Maybe the risk is way overblown.  Four years of HS soccer must have given everyone posting a pretty good perspective on the risk of injury.  Were there no serious injuries on your teams over those four years?  

I don't really buy the argument that my DD needs it for her popularity at school.  That falls pretty low on the priority list.


----------



## zebrafish (Aug 18, 2016)

Having played HS soccer, HS tennis on a state championship team, and college tennis on a nationally-ranked team (but not for a scholarship...), I can say 20+ years later that I have fond memories of the camaraderie of both sports, even though I was better at tennis. I don't have better memories of the sport I was "better" at. What I have fond memories about is the experiences as a team and with my friends/teammates. I certainly remember the wins, but they are less important.

I can also say that I ended up enjoying soccer more and for a longer period (I played soccer for 15 years after college graduation) than tennis (I haven't played a serious game since my last college match).

I'd argue that the best course of action is to take into account what your child wants to do. If your child feels like they "have" to avoid HS soccer and they feel pressure to get a scholarship, then that is unfortunate, because I'd worry that that will impact the enjoyment factor.
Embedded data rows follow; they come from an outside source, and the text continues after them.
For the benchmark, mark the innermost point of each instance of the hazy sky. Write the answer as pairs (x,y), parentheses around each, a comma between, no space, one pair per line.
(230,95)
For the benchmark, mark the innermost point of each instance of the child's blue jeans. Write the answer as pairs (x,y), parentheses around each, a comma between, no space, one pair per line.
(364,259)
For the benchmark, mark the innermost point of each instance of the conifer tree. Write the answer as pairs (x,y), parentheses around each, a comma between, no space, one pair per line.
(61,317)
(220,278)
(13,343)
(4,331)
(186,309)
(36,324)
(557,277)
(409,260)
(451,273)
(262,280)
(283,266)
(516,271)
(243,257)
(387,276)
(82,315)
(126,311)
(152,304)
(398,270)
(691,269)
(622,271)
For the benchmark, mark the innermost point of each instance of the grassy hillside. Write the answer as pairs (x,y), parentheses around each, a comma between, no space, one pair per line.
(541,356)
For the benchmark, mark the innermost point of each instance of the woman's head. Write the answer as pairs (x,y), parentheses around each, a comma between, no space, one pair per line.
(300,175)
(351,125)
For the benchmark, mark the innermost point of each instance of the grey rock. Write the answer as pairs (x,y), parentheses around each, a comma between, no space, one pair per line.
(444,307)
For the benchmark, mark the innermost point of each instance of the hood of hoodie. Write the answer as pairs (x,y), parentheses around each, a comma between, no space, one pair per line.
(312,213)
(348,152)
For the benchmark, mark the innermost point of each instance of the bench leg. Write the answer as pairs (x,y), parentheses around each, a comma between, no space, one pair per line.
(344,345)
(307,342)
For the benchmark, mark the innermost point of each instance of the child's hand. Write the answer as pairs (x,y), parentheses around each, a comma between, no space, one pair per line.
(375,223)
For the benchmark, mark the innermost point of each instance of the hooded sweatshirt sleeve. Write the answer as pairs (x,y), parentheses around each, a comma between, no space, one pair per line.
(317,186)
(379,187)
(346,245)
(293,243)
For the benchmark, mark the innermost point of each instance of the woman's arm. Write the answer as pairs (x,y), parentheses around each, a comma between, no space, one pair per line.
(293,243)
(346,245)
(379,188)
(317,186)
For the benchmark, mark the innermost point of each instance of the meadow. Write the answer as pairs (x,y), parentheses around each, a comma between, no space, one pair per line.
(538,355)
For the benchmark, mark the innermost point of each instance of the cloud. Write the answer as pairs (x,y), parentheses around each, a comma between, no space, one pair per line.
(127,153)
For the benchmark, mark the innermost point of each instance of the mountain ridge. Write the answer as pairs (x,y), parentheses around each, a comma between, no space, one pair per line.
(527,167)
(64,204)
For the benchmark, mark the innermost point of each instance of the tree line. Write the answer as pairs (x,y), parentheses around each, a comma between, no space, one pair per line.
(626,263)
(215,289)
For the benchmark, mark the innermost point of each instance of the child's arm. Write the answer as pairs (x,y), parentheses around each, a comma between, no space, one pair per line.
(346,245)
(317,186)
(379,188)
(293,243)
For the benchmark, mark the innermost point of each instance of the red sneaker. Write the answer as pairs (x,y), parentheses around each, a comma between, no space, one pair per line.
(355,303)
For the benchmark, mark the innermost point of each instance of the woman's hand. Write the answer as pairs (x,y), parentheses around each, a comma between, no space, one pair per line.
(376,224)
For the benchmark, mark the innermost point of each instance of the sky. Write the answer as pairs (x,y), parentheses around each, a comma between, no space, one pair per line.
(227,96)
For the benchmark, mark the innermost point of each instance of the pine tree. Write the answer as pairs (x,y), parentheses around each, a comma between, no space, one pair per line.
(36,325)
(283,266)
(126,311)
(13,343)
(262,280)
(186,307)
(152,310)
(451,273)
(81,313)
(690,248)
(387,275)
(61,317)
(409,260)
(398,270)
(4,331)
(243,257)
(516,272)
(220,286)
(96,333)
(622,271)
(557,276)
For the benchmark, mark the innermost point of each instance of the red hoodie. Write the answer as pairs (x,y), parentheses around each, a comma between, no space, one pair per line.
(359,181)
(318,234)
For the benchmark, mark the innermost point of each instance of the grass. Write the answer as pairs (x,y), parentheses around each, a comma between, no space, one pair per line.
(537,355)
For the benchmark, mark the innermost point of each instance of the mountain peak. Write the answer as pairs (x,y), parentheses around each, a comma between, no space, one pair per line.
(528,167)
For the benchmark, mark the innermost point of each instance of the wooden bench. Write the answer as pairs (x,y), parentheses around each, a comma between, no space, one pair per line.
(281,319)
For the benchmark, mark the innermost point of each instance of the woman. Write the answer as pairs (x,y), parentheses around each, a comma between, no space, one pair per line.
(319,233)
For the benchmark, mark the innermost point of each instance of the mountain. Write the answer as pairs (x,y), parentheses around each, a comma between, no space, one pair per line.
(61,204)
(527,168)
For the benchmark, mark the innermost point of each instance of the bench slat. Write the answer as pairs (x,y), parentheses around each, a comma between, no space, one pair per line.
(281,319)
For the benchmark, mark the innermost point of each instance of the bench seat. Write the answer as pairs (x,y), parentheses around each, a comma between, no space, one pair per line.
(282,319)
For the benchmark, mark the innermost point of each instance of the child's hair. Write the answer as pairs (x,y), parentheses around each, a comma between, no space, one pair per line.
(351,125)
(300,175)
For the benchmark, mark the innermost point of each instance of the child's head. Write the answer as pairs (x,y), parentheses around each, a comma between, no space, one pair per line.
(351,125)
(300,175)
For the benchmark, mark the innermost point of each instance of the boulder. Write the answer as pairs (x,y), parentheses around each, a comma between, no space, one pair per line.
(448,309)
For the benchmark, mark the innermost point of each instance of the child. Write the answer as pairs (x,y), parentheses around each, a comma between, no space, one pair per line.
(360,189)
Yes, I had student loans, but I paid them off... Eventually.


----------



## MakeAPlay (Aug 18, 2016)

Glen said:


> Some people are wealthy enough to take on the risk of injury, others are not.  In 20 years, a kid won't give a hoot about their HS soccer glory.  They will care about their student loans.
> 
> http://dailycaller.com/2011/11/09/for-college-scholarship-athletes-injury-can-spell-financial-disaster/
> 
> ...


Not one serious injury on her team in 4 years.  She played 4 years and only had turf burn.  Injuries are a part of sports.  I don't know one successful athlete that plays scared.  Also if she is just playing for the scholarship then she either won't get one or will quit when it gets tough in college.  And it will get tough.


----------



## Glen (Aug 18, 2016)

MakeAPlay said:


> Not one serious injury on her team in 4 years.  She played 4 years and only had turf burn.  Injuries are a part of sports.  I don't know one successful athlete that plays scared.  Also if she is just playing for the scholarship then she either won't get one or will quit when it gets tough in college.  And it will get tough.


Have you heard of the NBA?  They have some pretty successful athletes.  The very best NBA players declined to play in Rio at the Olympics.  Most of them declined because they were concerned about injuries.  Now you know some successful athletes that "play scared" by calculating risk vs. reward.  Or, consider LeBron James and Blake Griffin quitting high school football (even though they were unbelievable) because they were concerned about injury.  Two more successful athletes that apparently played scared.

The majority of college football and basketball players need the scholarship.  They don't quit.  You all must have some deep pocket books, which is an enviable luxury.  To better your circumstances in this country, the less fortunate have to make additional sacrifices to get ahead.  This is no different.

zebrafish - Where did you play in college?  I don't know how long ago you really played, but HS tennis is a far worse quality than HS soccer.  And no serious tennis player plays two sports by the time they reach high school.  With few exceptions, dual sports usually ends for tennis players by middle school.  If they play HS tennis, they don't even go to HS practice.


----------



## MakeAPlay (Aug 18, 2016)

Glen said:


> Have you heard of the NBA?  They have some pretty successful athletes.  The very best NBA players declined to play in Rio at the Olympics.  Most of them declined because they were concerned about injuries.  Now you know some successful athletes that "play scared" by calculating risk vs. reward.  Or, consider LeBron James and Blake Griffin quitting high school football (even though they were unbelievable) because they were concerned about injury.  Two more successful athletes that apparently played scared.
> 
> The majority of college football and basketball players need the scholarship.  They don't quit.  You all must have some deep pocket books, which is an enviable luxury.  To better your circumstances in this country, the less fortunate have to make additional sacrifices to get ahead.  This is no different.
> 
> zebrafish - Where did you play in college?  I don't know how long ago you really played, but HS tennis is a far worse quality than HS soccer.  And no serious tennis player plays two sports by the time they reach high school.  With few exceptions, dual sports usually ends for tennis players by middle school.  If they play HS tennis, they don't even go to HS practice.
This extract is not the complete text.